Name of the module: TBD

Resources:

  1. Physcraper code repository on GitHub
  2. Examples of runs written on Jupyter notebook
  3. Plotting results with R
  4. Physcraper code documentation
  5. Physcraper published paper
  6. Collab paper first notes on google docs
  7. Authorship guidelines
  8. Ideas for research questions
  9. Tutorial to set up git and ssh

Project log

TODO:

May 4

  • Check mantidae run for Randy, alignment assertion error

April 27, 2022

– Q: How to use new version of physcraper in our jupyter notebook? – Code review with EJM: Integrating the conflict API – adding documentation to functions

April 20, 2022

  • Add a module to the Physcraper repo called viz.py: – worked on an independent branch viz-module – create a virtualenv for this new branch, and install with pip install -e . – added a test to tests/test_viz.py – Homework - Lucia: Remove box around tree - Luna: Add color option to new tip labels

April 14, 2022

  • Demo: creating a function that reads, plots and saves a tree as pdf
  • Reading and summarizing information from csv files:
    • python bin/tree_comparison.py -d OUTPUT/PATH/AND/DIR/NAME -o tmp

April 6, 2022

  • Results from last week's challenge
  • Started a jupyter notebook on this repo, to show results from the challenge.
  • New challenge: finish adding code from results of last week's challenge into the new jupyter notebook

March 30, 2022

  • Everybody has their personal cluster repo to work on
  • Finish explaining the Physcraper results structure.
    • Cover the outputs folder: tree files
    • Show figures from paper
    • Challenge:
      • First part: look for Python modules that plot trees
      • Part two: write the steps (functions) needed to read, plot, and save as pdf one of the output trees
      • Hint: use pseudocode if needed

March 23, 2022 - Spring break

March 16, 2022 - Cancelled

March 9, 2022

  • Fixed permission issues from last session
  • Decided we will no longer work on a shared repo on the cluster
    • Cloned repo on our own cluster account
  • Started exploring and explaining the Physcraper results structure.
    • Reviewed what Physcraper does
    • Covered the inputs folder: taxon ids, search group
    • Covered the runs folder: blast results, alignments
    • Overview of curating chronograms in opentree

March 2, 2022

kbeheshtian@mrcdlogin collab-paper]$ git pull
Warning: fetch updated the current branch head.
Warning: fast-forwarding your working tree from
Warning: commit e00cebf80107895335c440f57ba3b48707b5fe87.
Already up-to-date.
  • Md syntax:
    • create dropdown stuff
    • add emojis

Feb 23, 2022

  • Q: Is there a way to increase the run time in the cluster while the job is still running?? - unfortunately, no: "this ability is reserved for system admins only. If you attempt to update the time limit of a running job, you will receive this error: Access/permission denied for job <job id>. You can update the time limit of a pending job only: scontrol update JobId=<job id> TimeLimit=<dd-hh:mm:ss>."

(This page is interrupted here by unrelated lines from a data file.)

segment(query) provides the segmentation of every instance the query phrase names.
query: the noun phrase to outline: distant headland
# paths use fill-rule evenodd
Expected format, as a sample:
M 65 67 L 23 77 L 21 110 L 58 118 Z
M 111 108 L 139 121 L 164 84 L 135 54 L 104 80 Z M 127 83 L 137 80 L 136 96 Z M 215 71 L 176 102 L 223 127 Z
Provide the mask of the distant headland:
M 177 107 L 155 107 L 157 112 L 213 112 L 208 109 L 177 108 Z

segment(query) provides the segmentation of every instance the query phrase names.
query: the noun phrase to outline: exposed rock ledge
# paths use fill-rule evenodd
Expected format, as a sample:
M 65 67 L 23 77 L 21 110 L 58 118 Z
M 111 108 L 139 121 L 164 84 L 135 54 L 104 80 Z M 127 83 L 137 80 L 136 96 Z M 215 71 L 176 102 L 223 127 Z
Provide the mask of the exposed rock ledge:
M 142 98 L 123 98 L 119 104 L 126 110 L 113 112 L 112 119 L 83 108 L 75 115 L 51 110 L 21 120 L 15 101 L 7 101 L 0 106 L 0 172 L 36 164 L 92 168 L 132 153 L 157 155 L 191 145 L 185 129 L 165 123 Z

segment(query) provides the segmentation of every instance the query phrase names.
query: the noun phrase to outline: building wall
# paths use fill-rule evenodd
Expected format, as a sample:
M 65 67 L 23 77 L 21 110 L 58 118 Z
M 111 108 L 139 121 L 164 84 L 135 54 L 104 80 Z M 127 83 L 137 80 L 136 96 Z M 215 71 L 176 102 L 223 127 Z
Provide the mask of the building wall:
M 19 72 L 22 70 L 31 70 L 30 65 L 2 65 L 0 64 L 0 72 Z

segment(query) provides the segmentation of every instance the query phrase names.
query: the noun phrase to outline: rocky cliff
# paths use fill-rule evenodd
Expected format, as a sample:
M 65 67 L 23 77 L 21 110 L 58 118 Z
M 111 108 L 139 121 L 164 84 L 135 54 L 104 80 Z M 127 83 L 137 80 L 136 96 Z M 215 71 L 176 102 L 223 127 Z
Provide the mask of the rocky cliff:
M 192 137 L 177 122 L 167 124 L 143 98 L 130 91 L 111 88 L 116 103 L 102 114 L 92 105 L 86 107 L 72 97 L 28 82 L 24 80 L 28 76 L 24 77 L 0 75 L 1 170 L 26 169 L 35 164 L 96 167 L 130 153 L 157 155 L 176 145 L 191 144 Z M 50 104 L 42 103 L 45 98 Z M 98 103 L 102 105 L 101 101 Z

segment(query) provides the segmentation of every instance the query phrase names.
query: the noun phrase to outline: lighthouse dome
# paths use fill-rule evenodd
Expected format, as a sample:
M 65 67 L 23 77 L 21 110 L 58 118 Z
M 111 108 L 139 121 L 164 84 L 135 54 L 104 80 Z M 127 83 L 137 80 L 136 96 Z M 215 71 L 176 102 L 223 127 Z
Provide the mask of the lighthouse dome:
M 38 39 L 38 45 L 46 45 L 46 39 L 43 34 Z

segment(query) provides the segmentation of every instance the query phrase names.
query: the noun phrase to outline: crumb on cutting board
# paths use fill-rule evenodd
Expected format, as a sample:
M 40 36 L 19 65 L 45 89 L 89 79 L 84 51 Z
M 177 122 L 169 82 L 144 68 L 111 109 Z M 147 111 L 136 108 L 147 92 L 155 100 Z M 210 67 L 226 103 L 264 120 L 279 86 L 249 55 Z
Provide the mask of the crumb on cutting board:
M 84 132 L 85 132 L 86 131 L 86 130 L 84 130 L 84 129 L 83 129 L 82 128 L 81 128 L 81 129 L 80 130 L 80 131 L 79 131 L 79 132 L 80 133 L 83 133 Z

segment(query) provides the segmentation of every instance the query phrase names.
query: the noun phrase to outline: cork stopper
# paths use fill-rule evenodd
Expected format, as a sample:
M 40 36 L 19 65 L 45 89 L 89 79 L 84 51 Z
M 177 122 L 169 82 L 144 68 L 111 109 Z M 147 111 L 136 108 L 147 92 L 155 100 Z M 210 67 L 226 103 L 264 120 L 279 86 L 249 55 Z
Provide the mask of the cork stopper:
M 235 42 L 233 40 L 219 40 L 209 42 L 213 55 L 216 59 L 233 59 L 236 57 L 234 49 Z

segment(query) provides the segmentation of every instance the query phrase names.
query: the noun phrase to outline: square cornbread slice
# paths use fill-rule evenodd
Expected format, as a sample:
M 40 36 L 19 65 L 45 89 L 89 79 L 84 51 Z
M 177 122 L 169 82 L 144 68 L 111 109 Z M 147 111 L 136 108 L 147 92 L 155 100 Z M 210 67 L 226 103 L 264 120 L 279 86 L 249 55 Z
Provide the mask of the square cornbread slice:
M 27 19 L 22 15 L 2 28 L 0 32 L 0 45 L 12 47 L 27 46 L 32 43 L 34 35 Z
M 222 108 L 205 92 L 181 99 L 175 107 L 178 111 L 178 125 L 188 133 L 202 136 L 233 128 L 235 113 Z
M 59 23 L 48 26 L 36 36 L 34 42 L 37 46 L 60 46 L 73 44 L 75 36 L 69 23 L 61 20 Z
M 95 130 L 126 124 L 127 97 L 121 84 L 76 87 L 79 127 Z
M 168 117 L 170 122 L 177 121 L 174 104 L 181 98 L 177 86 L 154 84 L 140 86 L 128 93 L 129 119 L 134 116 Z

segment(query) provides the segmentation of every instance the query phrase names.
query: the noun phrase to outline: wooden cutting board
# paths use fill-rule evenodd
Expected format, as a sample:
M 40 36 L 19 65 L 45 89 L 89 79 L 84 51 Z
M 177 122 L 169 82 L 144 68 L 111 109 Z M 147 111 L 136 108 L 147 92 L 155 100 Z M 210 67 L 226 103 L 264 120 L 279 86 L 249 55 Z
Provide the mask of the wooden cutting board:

  • Creating personal workflow files as jupyter notebooks or markdown files.

    • Markdown files - Success!
    • Jupyter notebook - will work on these later if needed for the Python module.

Feb 16, 2022

  • Overview of cluster errors:
    • Not finding muscle (Lucia) - solved: do not use conda
    • Error accessing collab-paper (Randy) - solved: give full path of genbank database
  • Everybody starts a run on the cluster - success!
    • Lucia - Primates
    • Randy - Mantis
    • Kiana - Podarcis
    • Luna - Felis

Feb 9, 2022

  • Summary of Physcraper
  • EJM helped figure out errors and we tried running Physcraper again!
  • ssh authentication locally
  • Git cloning the collab-paper project repository

Feb 2, 2022

  • Overview of Physcraper
  • Choose a paper subject - Success!
    • Python module to generate figures
  • Running the Physcraper examples and a taxon of your interest on the cluster - People got some errors again
    • Will fix them with EJM and try again next week!

Dec meeting:

  • Running Physcraper on the Merced cluster with conda
  • Run Lucia’s example:
    • Download alignment
    • Work on the jupyter notebook: Explain how to modify the alignment to run on Physcraper
  • Run this on a physcraper docker locally:
time physcraper_run.py 
--study_id pg_2407 
--tree_id tree5076 
-db local_blast_db_OLD 
--search_taxon ott:913935 
--alignment /project/linked_dir/alignments/M585.nex --aln_schema nexus 
--bootstrap_reps 2 
--output /project/linked_dir/luna_lucia_primates
  • Figure out why it is not running on the cluster - office hours?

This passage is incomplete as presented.